Assembled in a chronological progression up the museum’s spiral, the show feels like both a transmission from an unmapped other world and a perfectly logical correction to the history of Modern art—an alternate mode of abstraction from the dawn of the 20th century that looks as fresh as if it were painted yesterday.
It’s hard to quibble with the sheer level of painterly pleasure of af Klint’s sui generis style. So instead I’ll take a moment to focus on why this show feels so right for right now.

Roberta Smith:

If you like to hallucinate but disdain the requisite stimulants, spend some time in the Guggenheim Museum’s staggering exhibition, “Hilma af Klint: Paintings for the Future.” The museum’s High Gallery — the name has added resonance in this context — displays the show’s rapturous overture, a series of 10 paintings by af Klint (1862-1944), a little-known Swedish painter, modernist pioneer and erstwhile spiritualist. Collectively titled “The Ten Largest,” they may induce disorientation, not the least for the way they blow open art history.
These game-changing works envelop you in hues from dusty orange to pale pinks and lavenders, tumbling compositions of circles, spirals and pinwheels, and unfurling ribbonlike lines that sometimes form mysterious letters and words. The scale of the motifs and the paintings’ sheer size (10 feet by nearly 9 feet) invite you to step in and float away to the music of the spheres. That they are rendered in tempera on paper, lighter than oil on canvas but still quite painterly, contributes to their levitating power. In their wit, ebullience, multiple references and palette, “The Ten Largest” seem utterly contemporary, made-yesterday fresh. But prepare for label shock: they were created in 1907.

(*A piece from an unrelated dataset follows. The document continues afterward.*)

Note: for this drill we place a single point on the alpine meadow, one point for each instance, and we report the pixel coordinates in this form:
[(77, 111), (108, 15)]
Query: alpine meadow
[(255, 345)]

Do look at some of the photographs in the above links, to get the idea of the scale of those ten large paintings.

What's of interest to me is, of course, the question why art made by women is largely missing in all the art canons, including the Western one.  Smith addresses af Klint's role from that angle:

Her reappearance finally settles the question raised in Linda Nochlin’s 1971 essay, “Why have there been no great women artists?” There have been, but their achievements reach us in circuitous ways because of the obstacles that plague artists generally, and women particularly. These reasons — so complex and individual — have to do with the nature of artistic ambition, the psychic and material needs that make fulfillment possible and the extent to which these needs are met by society. Some artists, in response, create their own citadels of rationales, systems and even delusions — especially when exploring abstraction, which society had not yet accepted in art.


*  This is not one of the large ten pictures, but part of her swan series.  You can see more of the series at the Wikipedia af Klint page.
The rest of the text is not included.